Тревога оказалась не лишней. Машу увезли, но Ирине с ней ехать попытались было запретить:
— Мамочка, опомнитесь! С девочкой вашей все хорошо будет! Посмотрите, она уже в себя пришла! И дедушка с ней поедет. А вам поберечь себя надо! У вас второй малыш на подходе. Что хорошего, если он раньше времени на свет попросится?
— Это мой ребенок! Я еду с вами и это не обсуждается!
Молодой врач, пытавшийся уговорить Ирину остаться дома, только вздохнул в ответ.
— Поезжайте, если так решили. Только постарайтесь не нервничать. Вам вредно! – он подсадил Ирину в машину скорой помощи, и постарался устроить ее поудобнее.
— Спасибо!
— За что? – мужчина нахмурился.
— За заботу!
— Да не за что! – врач разулыбался было, но тут же снова напустил на себя суровый вид.
Вышло так себе. Щуплый, худощавый, невысокий, он походил скорее на мальчишку-подростка. Задорный вихор, торчавший на давно нестриженном затылке, серьезности ему тоже не прибавлял.
— Как себя чувствуешь? – обратился он к Маше.
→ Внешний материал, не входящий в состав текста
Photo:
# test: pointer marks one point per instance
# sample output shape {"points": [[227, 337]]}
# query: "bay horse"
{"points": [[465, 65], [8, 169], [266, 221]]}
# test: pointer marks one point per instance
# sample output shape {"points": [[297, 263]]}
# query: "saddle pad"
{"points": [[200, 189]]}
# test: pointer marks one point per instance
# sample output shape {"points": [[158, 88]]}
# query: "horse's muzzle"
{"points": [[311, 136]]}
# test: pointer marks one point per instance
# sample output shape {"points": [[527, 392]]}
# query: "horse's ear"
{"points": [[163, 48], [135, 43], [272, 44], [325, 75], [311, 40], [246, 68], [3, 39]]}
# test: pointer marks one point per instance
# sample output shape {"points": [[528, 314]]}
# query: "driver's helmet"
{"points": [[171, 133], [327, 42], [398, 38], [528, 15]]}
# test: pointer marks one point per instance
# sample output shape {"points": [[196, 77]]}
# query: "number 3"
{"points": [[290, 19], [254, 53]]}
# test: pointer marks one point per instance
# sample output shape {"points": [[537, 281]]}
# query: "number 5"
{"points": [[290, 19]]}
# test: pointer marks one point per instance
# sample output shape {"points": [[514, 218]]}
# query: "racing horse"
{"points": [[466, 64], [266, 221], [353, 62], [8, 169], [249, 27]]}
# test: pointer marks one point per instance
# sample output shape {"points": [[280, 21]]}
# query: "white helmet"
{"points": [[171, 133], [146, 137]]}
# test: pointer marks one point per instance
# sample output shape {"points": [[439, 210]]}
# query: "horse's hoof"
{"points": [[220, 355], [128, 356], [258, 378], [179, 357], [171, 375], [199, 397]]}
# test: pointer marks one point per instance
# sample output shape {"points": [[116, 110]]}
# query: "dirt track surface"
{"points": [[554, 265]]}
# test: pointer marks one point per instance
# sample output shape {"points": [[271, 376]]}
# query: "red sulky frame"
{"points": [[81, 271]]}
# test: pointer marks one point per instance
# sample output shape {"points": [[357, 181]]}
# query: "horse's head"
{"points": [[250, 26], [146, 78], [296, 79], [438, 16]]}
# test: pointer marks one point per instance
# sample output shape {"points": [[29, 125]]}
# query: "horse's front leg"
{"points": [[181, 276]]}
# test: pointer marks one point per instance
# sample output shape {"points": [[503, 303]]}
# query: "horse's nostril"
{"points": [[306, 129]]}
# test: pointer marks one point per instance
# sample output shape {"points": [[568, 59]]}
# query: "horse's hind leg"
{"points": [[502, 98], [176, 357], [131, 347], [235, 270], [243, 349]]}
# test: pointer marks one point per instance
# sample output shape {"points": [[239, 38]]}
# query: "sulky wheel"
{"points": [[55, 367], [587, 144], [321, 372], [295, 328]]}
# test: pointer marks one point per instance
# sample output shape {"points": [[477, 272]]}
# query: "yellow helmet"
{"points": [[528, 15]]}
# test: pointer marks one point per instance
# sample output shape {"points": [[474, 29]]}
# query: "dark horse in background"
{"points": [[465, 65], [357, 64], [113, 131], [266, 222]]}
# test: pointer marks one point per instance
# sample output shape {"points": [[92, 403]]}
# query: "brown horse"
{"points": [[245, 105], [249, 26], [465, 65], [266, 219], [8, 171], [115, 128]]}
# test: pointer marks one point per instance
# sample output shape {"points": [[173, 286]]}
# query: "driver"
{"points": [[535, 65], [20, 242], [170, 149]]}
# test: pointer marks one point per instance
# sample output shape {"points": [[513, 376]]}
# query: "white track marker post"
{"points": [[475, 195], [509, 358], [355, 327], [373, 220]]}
— Уже нормально. Вы лучше маме что-нибудь дайте, а то она любитель понервничать и панику навести. – Маша шевельнулась, пытаясь привстать, но машина подпрыгнула на какой-то кочке, и девочка взвыла.
— Ты чего? – тут же подобрался врач.
— Ничего! У меня там шишка! Ну, на затылке… Болит.
— Видел я. Ничего! Жить будешь. Ты же сказала, что тебя не тошнит и голова не кружится. Значит, сотрясение вряд ли есть, а шишка не повод помирать раньше времени.
— Я и не собиралась! – Маша фыркнула, и посмотрела на маму. – Ты как?
— Я-то? Да лучше всех, Мария! Ты мне можешь объяснить, что случилось?
— Нет! – Маша насупилась и сжала кулаки. – Не хочу!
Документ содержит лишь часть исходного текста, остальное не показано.